Keep an open mind and wait and see what the future holds.......
Morley Field in San Diego has been a successful public/private P2P partnership for years. Of course, it's essentially been a monopoly for all those years.

There's a middle ground between "free" courses and P2P. That's setting up a way to generate income from the fact that players are coming to the course. There are free courses where an independent vendor (or sometimes the city) has the contract arranged with the city to sell discs and snacks from a permanent or mobile booth at the park. That's actually how Dave Moody produced a chunk of the income to build his private course east of Austin, TX. He operated a portable trailer at an Austin DG course and provided a pre-arranged cut to the city. This is a win-win scenario which keeps costs down for the players but produces some income to help improve the course.
I bought my yearly pass ($50) for the metro park system here in Michigan so i guess my answer is yes. I don't see a problem with pay to play as long as the courses are worth it.
I would pay to play if I were visiting another city or private course. I have already payed for a season pass for the state parks here in Michigan so I can play DG at Fort Custer. I have helped install baskets there, groom courses etc... For me it's fun and the course is great. The park also has fishing, camping, mountain biking, canoeing/kayaking.

I can see paying $2.00 bucks a round or $5.00 a day for play at private courses. But as other have said before, they need amenities like bathrooms, actually just bathrooms would be great. It would be a good idea for private course with pro shops to offer a free round for each disc you buy.
Good reply, Chuck.

Actually, that's something I forgot to mention in my previous posting. Our local 12-holer that cost $7,200 to build (with lots of "extras" included) ALSO has generated about $2,000 in advertising revenues to off-set some of those costs as well. That $2,000 has come from tee sign sponsorships. Area businesses buy the right to place their logo/info on one tee sign for $125 (now $150), with 100% of that money going towards future course improvements and expansion.

That's not to mention the fact that about half of all players on our course currently travel here from other communities mostly within a 30-45 minute radius...with informal surveys indicating that we've made about $2,000-$3,000/year in sales at area businesses from those players (mostly restaurants...but some gas/snack purchases and a couple nights' stays in our local Microtel).

Disc golf isn't "free"....it's an investment. Our community invested $7,200 in 2006 and has made roughly $7,000 of that money back in 28 months, with the only added expenses being the four extra hours/month for mowing. Our local parks and trail committee also recouped non-monetary benefits on that investment by finding a brush/litter monkey (me) donating HUNDREDS of hours to keeping that course and its adjacent/intermingling trails spotless.
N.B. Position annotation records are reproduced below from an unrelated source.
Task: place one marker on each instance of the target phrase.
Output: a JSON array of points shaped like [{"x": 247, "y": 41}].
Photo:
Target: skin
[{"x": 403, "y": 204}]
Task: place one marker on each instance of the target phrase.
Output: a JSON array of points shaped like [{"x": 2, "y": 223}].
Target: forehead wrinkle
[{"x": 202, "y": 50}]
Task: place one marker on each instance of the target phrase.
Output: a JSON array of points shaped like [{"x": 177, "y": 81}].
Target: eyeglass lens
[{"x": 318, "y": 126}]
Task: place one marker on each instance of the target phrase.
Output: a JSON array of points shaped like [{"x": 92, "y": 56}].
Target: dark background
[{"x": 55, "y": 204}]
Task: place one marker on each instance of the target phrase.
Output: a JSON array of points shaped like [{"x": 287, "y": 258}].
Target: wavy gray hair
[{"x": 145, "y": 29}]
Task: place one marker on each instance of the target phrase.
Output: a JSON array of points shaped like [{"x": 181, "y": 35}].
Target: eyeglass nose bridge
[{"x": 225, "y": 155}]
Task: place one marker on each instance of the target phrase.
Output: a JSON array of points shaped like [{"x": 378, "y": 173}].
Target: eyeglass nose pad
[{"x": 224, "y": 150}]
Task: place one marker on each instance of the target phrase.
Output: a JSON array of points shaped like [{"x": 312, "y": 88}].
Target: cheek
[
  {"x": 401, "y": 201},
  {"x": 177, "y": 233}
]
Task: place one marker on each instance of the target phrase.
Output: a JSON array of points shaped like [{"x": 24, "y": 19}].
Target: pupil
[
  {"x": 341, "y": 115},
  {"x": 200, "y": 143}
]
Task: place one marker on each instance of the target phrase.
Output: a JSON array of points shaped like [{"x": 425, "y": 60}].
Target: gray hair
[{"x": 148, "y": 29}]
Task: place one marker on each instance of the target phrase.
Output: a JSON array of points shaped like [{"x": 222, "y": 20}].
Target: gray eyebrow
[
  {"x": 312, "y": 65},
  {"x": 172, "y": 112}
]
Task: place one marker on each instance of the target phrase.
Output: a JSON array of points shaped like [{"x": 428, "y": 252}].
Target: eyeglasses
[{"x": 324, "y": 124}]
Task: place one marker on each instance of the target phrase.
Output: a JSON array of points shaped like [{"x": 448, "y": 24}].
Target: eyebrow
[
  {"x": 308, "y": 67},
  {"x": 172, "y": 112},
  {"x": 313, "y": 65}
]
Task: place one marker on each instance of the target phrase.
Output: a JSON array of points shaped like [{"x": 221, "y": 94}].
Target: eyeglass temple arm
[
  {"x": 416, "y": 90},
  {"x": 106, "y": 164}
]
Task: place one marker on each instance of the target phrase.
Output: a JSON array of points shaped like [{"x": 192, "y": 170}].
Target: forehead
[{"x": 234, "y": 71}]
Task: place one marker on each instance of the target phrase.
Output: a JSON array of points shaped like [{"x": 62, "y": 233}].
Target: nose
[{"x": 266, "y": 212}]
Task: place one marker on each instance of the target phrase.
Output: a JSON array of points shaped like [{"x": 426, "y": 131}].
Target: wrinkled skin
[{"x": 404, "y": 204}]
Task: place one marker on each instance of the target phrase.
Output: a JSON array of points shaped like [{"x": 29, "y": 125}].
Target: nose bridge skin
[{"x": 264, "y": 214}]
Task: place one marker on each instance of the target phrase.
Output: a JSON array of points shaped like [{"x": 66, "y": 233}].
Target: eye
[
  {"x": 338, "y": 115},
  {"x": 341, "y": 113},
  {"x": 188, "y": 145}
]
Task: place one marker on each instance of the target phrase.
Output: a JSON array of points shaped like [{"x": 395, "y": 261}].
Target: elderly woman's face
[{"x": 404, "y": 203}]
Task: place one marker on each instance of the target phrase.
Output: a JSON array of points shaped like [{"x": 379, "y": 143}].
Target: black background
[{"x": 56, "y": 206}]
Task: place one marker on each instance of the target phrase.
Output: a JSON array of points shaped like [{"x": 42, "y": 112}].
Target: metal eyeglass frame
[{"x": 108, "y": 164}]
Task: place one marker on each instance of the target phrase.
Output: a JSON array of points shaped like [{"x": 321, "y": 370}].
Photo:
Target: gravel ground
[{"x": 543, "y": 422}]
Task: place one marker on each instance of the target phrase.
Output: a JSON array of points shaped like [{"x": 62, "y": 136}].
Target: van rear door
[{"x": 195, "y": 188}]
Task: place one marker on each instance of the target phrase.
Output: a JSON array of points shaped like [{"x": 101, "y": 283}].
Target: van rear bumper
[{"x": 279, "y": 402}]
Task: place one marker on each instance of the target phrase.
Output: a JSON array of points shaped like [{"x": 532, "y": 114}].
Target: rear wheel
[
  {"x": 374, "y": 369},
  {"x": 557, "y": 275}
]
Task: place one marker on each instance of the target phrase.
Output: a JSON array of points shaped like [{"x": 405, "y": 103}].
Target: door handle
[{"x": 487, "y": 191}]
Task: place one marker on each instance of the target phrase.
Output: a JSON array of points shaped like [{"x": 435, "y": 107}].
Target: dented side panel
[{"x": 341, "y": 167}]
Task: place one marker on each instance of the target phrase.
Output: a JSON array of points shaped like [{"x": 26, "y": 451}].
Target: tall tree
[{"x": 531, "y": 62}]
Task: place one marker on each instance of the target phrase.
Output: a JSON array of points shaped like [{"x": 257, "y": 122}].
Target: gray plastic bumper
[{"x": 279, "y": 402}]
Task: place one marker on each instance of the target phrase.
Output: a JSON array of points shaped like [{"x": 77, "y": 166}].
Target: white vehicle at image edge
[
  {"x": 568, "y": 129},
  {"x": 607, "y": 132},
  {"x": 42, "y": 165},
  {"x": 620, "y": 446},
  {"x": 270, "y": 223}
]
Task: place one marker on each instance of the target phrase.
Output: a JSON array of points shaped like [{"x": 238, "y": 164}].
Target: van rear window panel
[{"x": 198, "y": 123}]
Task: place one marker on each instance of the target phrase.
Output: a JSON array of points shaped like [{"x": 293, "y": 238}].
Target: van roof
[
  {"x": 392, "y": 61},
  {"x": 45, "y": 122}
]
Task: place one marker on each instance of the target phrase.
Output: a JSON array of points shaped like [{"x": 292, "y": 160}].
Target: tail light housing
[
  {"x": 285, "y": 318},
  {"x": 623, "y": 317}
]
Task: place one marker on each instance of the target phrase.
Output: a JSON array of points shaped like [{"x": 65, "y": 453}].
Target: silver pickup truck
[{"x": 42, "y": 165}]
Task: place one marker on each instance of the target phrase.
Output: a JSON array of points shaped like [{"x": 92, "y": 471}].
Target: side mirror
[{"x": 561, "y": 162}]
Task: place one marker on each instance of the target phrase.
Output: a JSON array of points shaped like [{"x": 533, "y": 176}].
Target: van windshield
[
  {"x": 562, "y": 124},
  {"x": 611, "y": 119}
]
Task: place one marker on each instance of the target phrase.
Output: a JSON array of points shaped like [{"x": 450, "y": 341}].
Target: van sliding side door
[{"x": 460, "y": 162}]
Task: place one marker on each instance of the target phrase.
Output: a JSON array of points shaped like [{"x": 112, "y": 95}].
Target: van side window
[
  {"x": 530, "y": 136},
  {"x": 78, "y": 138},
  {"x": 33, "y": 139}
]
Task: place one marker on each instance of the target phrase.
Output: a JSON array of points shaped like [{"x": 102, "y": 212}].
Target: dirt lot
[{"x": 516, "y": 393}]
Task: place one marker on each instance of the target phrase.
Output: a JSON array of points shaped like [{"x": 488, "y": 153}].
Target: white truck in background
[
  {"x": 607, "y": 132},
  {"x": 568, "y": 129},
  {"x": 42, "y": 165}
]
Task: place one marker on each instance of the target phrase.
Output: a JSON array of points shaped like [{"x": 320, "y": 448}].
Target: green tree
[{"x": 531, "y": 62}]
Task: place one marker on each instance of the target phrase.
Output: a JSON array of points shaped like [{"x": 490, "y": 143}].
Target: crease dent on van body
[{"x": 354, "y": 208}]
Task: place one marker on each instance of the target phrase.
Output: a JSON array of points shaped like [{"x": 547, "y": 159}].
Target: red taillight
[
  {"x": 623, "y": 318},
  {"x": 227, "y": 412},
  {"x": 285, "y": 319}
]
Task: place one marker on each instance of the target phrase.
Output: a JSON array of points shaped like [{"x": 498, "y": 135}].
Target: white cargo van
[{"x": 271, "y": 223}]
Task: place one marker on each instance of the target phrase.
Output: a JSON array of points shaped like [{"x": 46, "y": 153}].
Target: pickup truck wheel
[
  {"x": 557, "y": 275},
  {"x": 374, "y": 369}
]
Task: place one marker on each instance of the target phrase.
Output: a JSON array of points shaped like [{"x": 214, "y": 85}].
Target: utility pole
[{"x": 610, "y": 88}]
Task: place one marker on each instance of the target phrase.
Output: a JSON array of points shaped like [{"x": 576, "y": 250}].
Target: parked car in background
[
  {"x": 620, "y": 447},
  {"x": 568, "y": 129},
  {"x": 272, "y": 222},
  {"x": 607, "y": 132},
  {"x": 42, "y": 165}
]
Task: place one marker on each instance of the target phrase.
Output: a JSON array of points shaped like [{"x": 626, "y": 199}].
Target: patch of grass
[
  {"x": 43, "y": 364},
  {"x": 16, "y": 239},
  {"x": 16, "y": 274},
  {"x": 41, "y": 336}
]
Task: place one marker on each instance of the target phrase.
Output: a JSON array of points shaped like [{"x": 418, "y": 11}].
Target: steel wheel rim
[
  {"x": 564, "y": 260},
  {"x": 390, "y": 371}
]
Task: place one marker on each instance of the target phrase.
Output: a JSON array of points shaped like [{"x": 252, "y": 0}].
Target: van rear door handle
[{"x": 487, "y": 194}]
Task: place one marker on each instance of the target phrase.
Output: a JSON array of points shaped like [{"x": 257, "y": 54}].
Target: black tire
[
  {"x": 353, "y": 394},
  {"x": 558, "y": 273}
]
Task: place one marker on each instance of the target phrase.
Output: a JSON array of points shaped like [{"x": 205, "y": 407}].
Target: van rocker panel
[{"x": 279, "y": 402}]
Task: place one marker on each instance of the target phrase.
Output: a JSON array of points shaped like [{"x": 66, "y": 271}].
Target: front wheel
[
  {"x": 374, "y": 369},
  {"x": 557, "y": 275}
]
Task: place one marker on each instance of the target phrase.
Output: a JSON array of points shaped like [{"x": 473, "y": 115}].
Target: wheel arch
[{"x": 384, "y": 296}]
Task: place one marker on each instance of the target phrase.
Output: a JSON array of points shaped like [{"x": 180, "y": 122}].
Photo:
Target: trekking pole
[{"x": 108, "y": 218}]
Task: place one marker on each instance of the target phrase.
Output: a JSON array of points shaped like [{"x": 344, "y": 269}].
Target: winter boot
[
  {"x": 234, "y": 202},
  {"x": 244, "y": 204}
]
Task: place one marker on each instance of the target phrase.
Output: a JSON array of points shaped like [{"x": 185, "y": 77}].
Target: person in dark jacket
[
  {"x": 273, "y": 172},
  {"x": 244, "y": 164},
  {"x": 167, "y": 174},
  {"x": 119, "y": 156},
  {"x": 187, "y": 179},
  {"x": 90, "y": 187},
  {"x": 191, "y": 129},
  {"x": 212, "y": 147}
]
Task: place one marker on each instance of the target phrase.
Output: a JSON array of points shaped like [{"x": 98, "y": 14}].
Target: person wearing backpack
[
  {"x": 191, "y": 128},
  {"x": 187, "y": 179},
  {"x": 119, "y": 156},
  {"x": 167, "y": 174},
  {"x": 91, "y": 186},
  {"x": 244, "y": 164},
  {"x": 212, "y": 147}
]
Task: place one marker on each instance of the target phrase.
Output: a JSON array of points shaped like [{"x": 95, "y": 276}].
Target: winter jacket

Players are already spending gas money to come and play, and are also purchasing goods and services at our area businesses. Shouldn't that be part of the complete equation when determining "free" versus "pay to play?" I don't personally make any money for any of my efforts on the course, but I don't do it for money. I do it for kids, the community and (selfishly) myself and my "spare tire"...giving me a fun course three blocks away to play versus having to drive nine miles to the nearest course.
Mike said:
"To ski I pay $99 for a season pass, bowling $1.50 a game, movie $7. Now take into consideration the operating expenses of a ski area, a bowling alley, or a movie theater (staff, electric, property tax...etc). There is no way a discgolf course spends more money on upkeep or staff or power than a ski area, or a bowling alley or a movie theater. You have to compare apples to apples."

I was speaking more of the entertainment value of these activities rather than actual operating costs vs. products and services. No one is suggesting dg course maintenance is on a similar level as ski area upkeep.

Congratulations though, Mike. You're very thrifty.
theres a new Discgolf course setup on a ball golf course in Hemet, Ca. I want to go check out.
yes. if it meant the upkeep and condition to keep the course alive. a few bucks wouldn't hurt every now and then.